One of the software tools that I find a lot of people talking about these days is DeNoise from Topaz. I have never been terribly bothered by noise in my images. Modern cameras do a pretty remarkable job of handling noise and, for most usage purposes, the noise is not really an issue if it is there. I have posted my efforts with PureRAW in its various forms where I have tried it out to see how the noise reduction comes out and, while I have seen strengths and weaknesses in it, I have never seen it as something I needed to spend on.
Lightroom Classic had one of its periodic updates recently. The big new feature was their own denoise functionality. Much like my experimentation with PureRAW, it analyzes the shot and creates a new DNG file with the noise suppressed. I was curious to see how it would perform and, seeing as it is included in the price of my subscription, I have it anyway. I decided to take some shots I had recently used for the PureRAW3 trial I had done and compare with the Lightroom version.
It defaulted to a 50 level of noise reduction. I don’t know whether this is a percentage and what of but it is a scale so I played with it. I did some at 50 and some at 75 to see whether more aggressive noise reduction had detrimental effects on other parts of the image. Comparing these things and then sharing the results is a touch tricky so I have created a single image from four layers. They are the original Lightroom develop settings, the PureRAW3 version, the 75 denoise settings and the 50 denoise settings. I mask them to make the image into four sections. Then, to make it useful on here, I have zoomed in to show the borders between them to provide some sort of comparison.
The PureRAW3 result is very aggressive on noise reduction. However, I find it can make some odd artifacts in the images where details were not that clear to begin with. The 75 setting in Lightroom provided a very similar level of noise reduction to PureRAW3. It is slightly noisier but barely enough to matter. A setting of 50 does show more noise. It is still a significant improvement over the basic Camera Raw settings and very usable.
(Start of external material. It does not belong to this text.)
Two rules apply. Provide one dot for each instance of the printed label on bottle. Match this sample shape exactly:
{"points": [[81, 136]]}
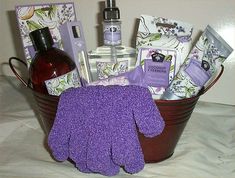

What do I conclude from all of this? First, as I have said before when testing the PureRAW trials, it provides some interesting results but it is not relevant to enough of my work to matter to me sufficient for me to spend a bunch of money on buying it. Having denoise in Lightroom now provides me with a very similar option but within the existing price I am paying for Lightroom. Therefore, I will make use of it when the situation dictates. It would be a regular part of my workflow because really high ISO shots are only an occasional thing for me but having it there when I want it will be handy.